How can output voltage and current of a DC-DC converter both be higher than input?

I'm working on a TFT LCD Supply and using a step up DC- DC converter from Maxim, the MAX17062. I want to find the input current. The datasheet lists that as 2.5mA. I have a doubt: if the input current is 2.5mA and the input voltage is 5V, how can the output be of higher voltage and higher current? I'd say that that would violate the conservation of energy.

• Where exactly do you see these numbers?
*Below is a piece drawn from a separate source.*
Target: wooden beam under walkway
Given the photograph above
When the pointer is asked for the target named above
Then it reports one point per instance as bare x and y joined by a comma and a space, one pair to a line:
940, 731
I can't find the output power.
– user17592
Commented Jun 4, 2013 at 5:55

The 2.5 mA referred to in the datasheet is the quiescent current, i.e. the current drawn by the device when there is no power being drawn from the output.

The operating input power will be found by computing the output power drawn, taking into account efficiency, and with the quiescent current as an overhead.
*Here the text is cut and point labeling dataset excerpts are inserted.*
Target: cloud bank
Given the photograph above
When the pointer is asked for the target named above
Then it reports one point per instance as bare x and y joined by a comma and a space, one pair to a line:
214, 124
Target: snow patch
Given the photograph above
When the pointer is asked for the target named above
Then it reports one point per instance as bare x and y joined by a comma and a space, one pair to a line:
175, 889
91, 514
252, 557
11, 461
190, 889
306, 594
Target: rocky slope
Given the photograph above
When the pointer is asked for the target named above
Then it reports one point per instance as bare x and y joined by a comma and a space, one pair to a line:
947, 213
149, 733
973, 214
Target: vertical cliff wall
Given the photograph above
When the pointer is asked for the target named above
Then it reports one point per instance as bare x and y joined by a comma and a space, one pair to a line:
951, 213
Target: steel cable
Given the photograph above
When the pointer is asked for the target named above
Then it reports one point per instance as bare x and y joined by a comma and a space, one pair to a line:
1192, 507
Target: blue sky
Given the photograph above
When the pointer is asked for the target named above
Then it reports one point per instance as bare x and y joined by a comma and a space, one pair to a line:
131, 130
I'd say that that would violate the conservation of energy.

Rightly so! The efficiency for this part is listed at ~90%. So your input and output current voltage are going to be liked according to:

$$I_{in} \cdot V_{in} = \frac{I_{out} \cdot V_{out}}{0.9}$$

Note that efficience typically depends on your implementation and the load -- see page 4 of the datasheet.

The 2.5mA rating related to the quiescent current, which is the minimal current that is consumed by the part, when no load is applied:

$$I_{out} = 0 \rightarrow I_{in} = 2.5 mA$$

I think you are looking at the wrong spot in the data sheet. The maximum input current for the MOSFET inside the converter would be 5.3 A.

If you want to calculate the input currents, output currents and peak current for the whole setup, you can have a look at page 9 in the datasheet. There is a short description of how to do that. There is also an example calculation for the default setup. The values in the example are:

Output: 15.0 V, 0.6 A
Input: 4.5 V, 2.35 A with a ripple of 0.97 A. The peak current would be 2.85 A.